Citizen G'kar: Musings on Earth

November 23, 2005

The Secret Overpowering Influence of the Military Industrial Complex

We were warned by Eisenhower about the military industrial complex (MIC) in 1961. America promptly forgot his warning. Political leaders benefited working both government policy positions and lucrative corporate contractors. Ultimately, government policy is made by those who benefit from the policy. Many of our leaders believe what's good for Halliburton, is good for America. Most of the leadership in this adminstration will end there government service sometime in the next three years and rejoin the MIC.
This is a must read article. It's first in a set of 3 articles the author will write for Buzzflash.com. The following is an excerpt focused on recent warnings of the MIC by political insiders. Heads up America, your democracy is in grave danger.
Maureen Farrell
A couple years ago, historian Chalmers Johnson predicted that thanks to the "entrenched interests" of the military-industrial complex, the United States can look forward to a future of perpetual war, increased propaganda, fewer Constitutional rights, and a bloated executive branch. America, he warned, "will cease to resemble the country outlined in the Constitution of 1787" unless there is a "revolutionary rehabilitation of American democracy."


[...]By late 2005, when Andy Rooney played a segment of Eisenhower's speech on CBS' 60 Minutes, the implications were evident: "We must guard against the acquisition of unwarranted influence, whether sought or unsought, by the military-industrial complex. The potential for the disastrous rise of misplaced power exists and will persist," Eisenhower said in 1961. "Well, Ike was right. That's just what's happened," Rooney remarked.


[...]"What has become of the American people that they permit the despicable practices of tyrants to be practiced in their name?" former Reagan administration official Paul Craig Roberts recently asked. "The Bush administration is in violation of the US Constitution, the rule of law, the Geneva Convention, the Nuremberg Standard, and basic humanity. It is a gang of criminals," he wrote.


Former President Jimmy Carter also voiced concern. "Everywhere you go, people ask, "What has happened to the United States of America?" he said, referring to international reaction to America's evolving stance on human rights, the environment and the separation of church and state.

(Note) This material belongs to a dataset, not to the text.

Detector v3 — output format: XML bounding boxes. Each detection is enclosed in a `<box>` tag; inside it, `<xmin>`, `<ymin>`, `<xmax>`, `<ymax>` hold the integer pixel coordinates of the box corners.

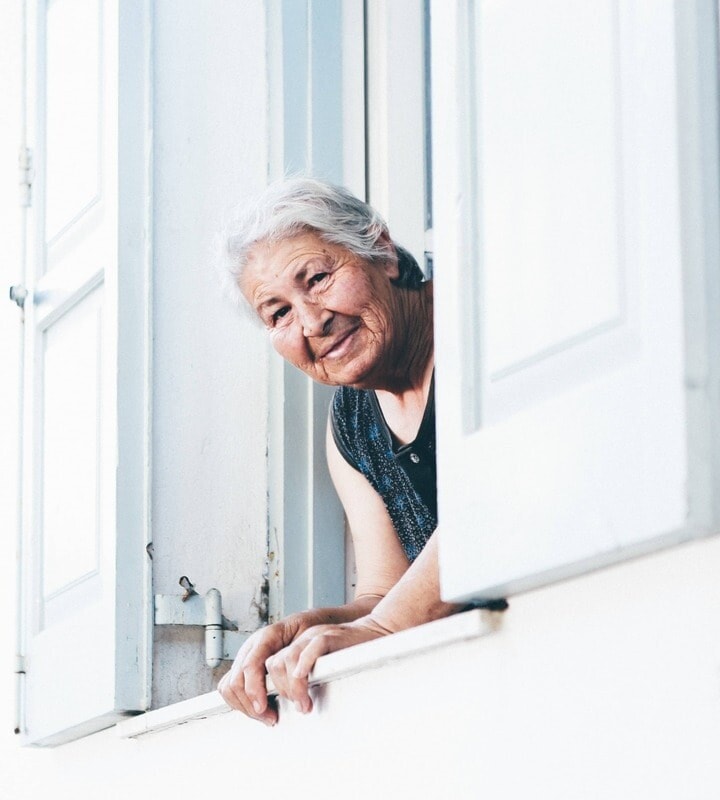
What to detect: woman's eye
<box><xmin>308</xmin><ymin>272</ymin><xmax>327</xmax><ymax>286</ymax></box>
<box><xmin>270</xmin><ymin>306</ymin><xmax>290</xmax><ymax>324</ymax></box>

The most striking criticism has come from Bush administration exiles, however. Colonel Lawrence Wilkerson, former chief of staff to Secretary of State Colin Powell, recently offered a scathing critique, confirming reports that a "cabal" led by Vice President Dick Cheney and Secretary of Defense Donald Rumsfeld had "hijacked foreign policy" and that this cabal's "insular and secret workings" led to "decision-making one would associate more with a dictatorship than a democracy."


With government insiders now sounding such alarms, concerns cannot be attributed to the New World Order fringe. It's clear that something is amiss -- something that's eroding our character, our reputation and our values. How did this come about? Just how far have we strayed from our democratic ideals?